Das Schlimmste aber ist: Ich bin mit meinem Unmut, mit meiner diffusen Angst vor den fremden Religiösen allein. Deswegen äußere ich sie hier. In meiner Nachbarschaft kann ich über mein Unbehagen nicht reden. Freundliches Verständnis, ja wohlwollende Zustimmung gegenüber den Sekten, gehört hier zum guten Ton. Die halten merkwürdigerweise nur ökumenische Veranstaltungen ab, noch niemals sah ich nur eine einzige Gruppe von Farbenträgern. Kritik ist verpönt. Wer Kritik übt, ist ein Spaßverderber. Die politisch Korrekten lassen keine Kritik und keine Zweifel zu.

Bin ich politisch korrekt? Was von all dem, das ich gerade geschrieben habe, ist bedingt durch meine (politisch korrekt unterdrückten) Vorurteile und Ängste? Ist es möglich, diese Ängste zu artikulieren, ohne den Dialog zu gefährden?
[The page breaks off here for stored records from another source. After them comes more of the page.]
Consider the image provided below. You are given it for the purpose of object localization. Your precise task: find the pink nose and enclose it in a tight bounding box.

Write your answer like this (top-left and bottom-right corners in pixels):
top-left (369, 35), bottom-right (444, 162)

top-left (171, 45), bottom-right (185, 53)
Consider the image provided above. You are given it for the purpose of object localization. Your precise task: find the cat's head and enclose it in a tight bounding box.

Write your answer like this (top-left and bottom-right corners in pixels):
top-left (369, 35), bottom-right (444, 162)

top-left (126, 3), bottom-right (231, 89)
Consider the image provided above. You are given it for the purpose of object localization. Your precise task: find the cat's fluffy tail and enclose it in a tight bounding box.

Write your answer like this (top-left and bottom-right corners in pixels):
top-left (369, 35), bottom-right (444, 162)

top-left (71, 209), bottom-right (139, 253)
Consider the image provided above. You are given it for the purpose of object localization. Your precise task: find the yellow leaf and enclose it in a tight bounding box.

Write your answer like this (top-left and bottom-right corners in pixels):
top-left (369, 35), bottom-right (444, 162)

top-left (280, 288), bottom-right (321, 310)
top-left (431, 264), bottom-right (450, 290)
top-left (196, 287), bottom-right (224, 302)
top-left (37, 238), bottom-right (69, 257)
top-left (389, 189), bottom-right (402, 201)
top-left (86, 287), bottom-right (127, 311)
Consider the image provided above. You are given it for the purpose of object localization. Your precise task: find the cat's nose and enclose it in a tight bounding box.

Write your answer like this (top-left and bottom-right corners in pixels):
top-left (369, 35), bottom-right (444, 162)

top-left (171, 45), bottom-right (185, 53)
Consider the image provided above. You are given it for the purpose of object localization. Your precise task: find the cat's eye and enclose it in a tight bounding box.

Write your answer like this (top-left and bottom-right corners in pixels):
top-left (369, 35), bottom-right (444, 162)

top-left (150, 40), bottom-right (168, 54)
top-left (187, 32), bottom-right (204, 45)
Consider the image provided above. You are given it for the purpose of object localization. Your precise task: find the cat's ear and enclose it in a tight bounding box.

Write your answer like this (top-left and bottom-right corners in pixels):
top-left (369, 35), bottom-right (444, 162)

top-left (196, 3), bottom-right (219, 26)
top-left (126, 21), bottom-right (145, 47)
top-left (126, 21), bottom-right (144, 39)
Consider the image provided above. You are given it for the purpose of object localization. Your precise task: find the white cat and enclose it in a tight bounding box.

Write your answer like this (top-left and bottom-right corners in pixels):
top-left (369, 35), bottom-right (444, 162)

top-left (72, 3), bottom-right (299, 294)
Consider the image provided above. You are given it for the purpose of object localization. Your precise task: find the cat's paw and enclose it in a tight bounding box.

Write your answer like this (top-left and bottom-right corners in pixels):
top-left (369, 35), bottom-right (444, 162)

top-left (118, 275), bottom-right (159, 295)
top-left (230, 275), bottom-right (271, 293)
Nur: was soll der Dialog bewirken? wohin soll er führen? Früher kamen sie zu ihren religiösen Versammlungen nur alle zwei Wochen zusammen, nun jede Woche, manchmal auch mittwochs oder freitags zusätzlich. Manchmal überwinde ich mein Unbehagen, bei schönem Wetter, stelle mich zu ihnen, trinke ein Gläschen mit, oder auch zwei, und will den Dialog mit ihnen führen. Dass sie ihr Areal nicht noch weiter ausbauen lassen, dass sie nicht so massenhaft und so häufig kommen sollen. Aber dazu komme ich gar nicht erst. Sie reden von nichts anderem als von ihrer Versammlung. Religiöse Fanatiker, scheint mir. Muss ich wohl akzeptieren, oder?